Inclusion criteria consisted of diabetes (HbA1c ≥58 mmol/mol [7.5%]) and depressive symptoms (Patient Health Questionnaire-9 [PHQ-9] ≥10). 13 We chose this glycemic level to allow for a clinically significant (≥5 mmol/mol [0.5%]) decrease in HbA1c to achieve control as defined by the American Diabetes Association. 2,14 The parent study utilized the PHQ-9 to measure depression level since it is a validated tool with minimal administrative training required and is widely used and accepted clinically. 13 Participants were excluded if a telehealth-based coaching intervention would be inappropriate (e.g., severe cognitive impairment or mental health condition, hearing or visual impairment, active suicidal ideation) or if individuals had documentation of severe hypoglycemia and/or substance abuse that would hinder participation. Using the electronic data warehouse from the MEDVAMC, individuals were screened for diabetes by using ICD-9 250.XX codes. Those who met the initial eligibility criteria were contacted by research study staff (bachelor's and master's level research assistants) to complete a full, telehealth baseline assessment to confirm eligibility for clinically significant depression symptoms, defined by PHQ-9 ≥ 10. 13 Individuals who met screening and baseline assessment criteria and desired to participate in the study provided a repeat HbA1c level to ensure levels ≥58 mmol/mol (7.5%). Eligible consented participants were randomized to the intervention or control groups using unequal block randomization (intervention: 60% [n = 136], control: 40% [n = 89]) to increase statistical power for measuring the intervention and factors related to its telehealth delivery in secondary treatment analyses. 12
MEASURES
The PAID questionnaire is a 20-question, patient-reported instrument that is widely used to evaluate diabetes-related psychosocial distress variables (i.e., coping, depression, health benefits, social support). 15 It has internal and construct validity (i.e., discriminant validity of insulin-dependent and nondependent individuals) and reliability across cultures. 15 –17 Each of its 20 items is associated with various areas of diabetes-related psychosocial distress, including coping, depression, health benefits, and social support.
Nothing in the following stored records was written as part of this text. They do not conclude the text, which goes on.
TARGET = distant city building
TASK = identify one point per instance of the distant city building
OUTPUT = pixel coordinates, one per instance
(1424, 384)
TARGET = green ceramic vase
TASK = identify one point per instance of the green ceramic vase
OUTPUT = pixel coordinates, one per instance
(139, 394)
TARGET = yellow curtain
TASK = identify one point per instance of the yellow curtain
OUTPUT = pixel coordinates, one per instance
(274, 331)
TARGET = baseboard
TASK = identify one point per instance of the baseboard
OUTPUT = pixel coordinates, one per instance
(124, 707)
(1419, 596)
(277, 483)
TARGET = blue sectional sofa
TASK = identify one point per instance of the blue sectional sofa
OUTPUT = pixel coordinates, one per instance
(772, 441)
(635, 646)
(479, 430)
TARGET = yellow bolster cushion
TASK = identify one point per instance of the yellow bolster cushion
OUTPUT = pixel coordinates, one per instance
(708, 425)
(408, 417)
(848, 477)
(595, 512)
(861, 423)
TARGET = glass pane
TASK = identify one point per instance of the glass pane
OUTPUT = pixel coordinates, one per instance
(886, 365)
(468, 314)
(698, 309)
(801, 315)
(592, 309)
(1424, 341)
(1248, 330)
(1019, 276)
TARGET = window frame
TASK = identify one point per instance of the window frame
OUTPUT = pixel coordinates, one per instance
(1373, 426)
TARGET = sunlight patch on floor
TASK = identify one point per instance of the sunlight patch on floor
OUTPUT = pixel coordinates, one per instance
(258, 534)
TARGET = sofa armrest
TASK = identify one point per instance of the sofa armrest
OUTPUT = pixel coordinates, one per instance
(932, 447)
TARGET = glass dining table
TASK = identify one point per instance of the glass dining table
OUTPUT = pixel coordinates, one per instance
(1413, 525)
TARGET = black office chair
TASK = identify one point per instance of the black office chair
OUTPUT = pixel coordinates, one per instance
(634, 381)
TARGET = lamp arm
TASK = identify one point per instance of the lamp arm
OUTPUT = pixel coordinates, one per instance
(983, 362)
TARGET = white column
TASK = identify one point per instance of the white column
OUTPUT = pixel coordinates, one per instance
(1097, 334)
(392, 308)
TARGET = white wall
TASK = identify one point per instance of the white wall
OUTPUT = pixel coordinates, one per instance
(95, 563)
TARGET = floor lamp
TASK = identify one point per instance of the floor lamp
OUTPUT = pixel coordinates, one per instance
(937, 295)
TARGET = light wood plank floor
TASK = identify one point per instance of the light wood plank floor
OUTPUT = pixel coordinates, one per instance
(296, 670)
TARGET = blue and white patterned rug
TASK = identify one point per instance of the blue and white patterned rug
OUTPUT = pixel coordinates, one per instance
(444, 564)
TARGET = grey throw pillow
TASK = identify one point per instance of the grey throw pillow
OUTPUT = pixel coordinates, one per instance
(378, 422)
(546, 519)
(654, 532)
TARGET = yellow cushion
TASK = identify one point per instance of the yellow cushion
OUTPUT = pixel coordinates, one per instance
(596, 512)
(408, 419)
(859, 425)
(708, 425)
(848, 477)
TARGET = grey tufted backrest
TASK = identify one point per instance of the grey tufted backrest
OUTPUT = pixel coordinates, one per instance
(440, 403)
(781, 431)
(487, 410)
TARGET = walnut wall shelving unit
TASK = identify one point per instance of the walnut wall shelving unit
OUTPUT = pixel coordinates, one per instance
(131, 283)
Using a five-point Likert scale, survey items are rated in severity (0 = no problem to 4 = serious problem). The total scale score is then summed and multiplied by a factor of 1.25, yielding a minimum of 0 to a maximum of 100 total score. Higher scores are associated with a greater level of diabetes distress. 15
We recently stratified the key variables of PAID into four subscales, to widen assessments and enhance medical and behavioral health therapy. 18 The four areas include the following: emotional (eight items: depressed, scared, overwhelmed, angry, worry, mental/physical energy, mood/feelings, acceptance), diabetes management (five items: eating, guilt/anxiety, burn out, food deprivation, social situations), social support (two items: feeling alone, poor friend/family support), and treatment (three items: discouraged, unclear goals, unsatisfied with providers). 18
INTERVENTION
Participants were randomized to HOPE (intervention) or to EUC (control). In addition to usual care in the clinic, control participants received enhanced care with an assessment for distress and depression symptoms (PAID and PHQ-9), documentation of these symptoms in their medical record, and educational materials on depression and anxiety. HOPE participants received a collaborative, goal-setting “active” intervention for the first 6 months that occurred biweekly (30–40 min) for sessions 1–3 and monthly (15 min) for sessions 4–6. Then they received three, bimonthly maintenance sessions of 15 min during months 7–12. All sessions were telephone-based (without video, text, etc.). 12
HOPE's sessions were led by trained health care professional “coaches” (i.e., nurses, social workers, psychologists, clinical pharmacists). Coaches were trained through two, 2-hour teleconference sessions and received ongoing support by a behavioral health expert in addition to monthly peer mentoring. Intervention module topics included building rapport, goal setting, engaging in positive lifestyle activities, healthy eating, relaxation, managing negative thoughts, and medication management. To guide telephone conversations and track progress, coaches and participants used a structured clinician manual with optional scripts and patient workbooks during their sessions to guide telephone conversations and track progress. 12
All study procedures (screening, surveys, educational sessions, follow-up assessments) were conducted by telehealth for ease of treatment burden. Participants from both study arms came to the site only to obtain HbA1c measurements and their usual medical care. Educational materials on diabetes control and behavioral manifestations were mailed to EUC participants.
STATISTICAL ANALYSES
Primary analyses focused on repeated measures nested by clinic site accounting for all time points (baseline, 6, 12 months) within a single model. A significant value for time-by-treatment interactions would indicate a significant difference between the HOPE and EUC groups over time. We also evaluated clinical changes between and within groups on the PAID total and subscale scores, examining the change scores for the outcomes and testing for differences between HOPE and EUC. The 6-month change score for each patient was calculated as the 6-month value minus the baseline value. A negative value would indicate that the patient had less distress at 6 months relative to baseline. We tested for differences in the means between the two randomized groups for each outcome using the pooled t-test when the variances were equal and the Satterthwaite approximation when variances were unequal. These analyses were repeated using 12-month change scores.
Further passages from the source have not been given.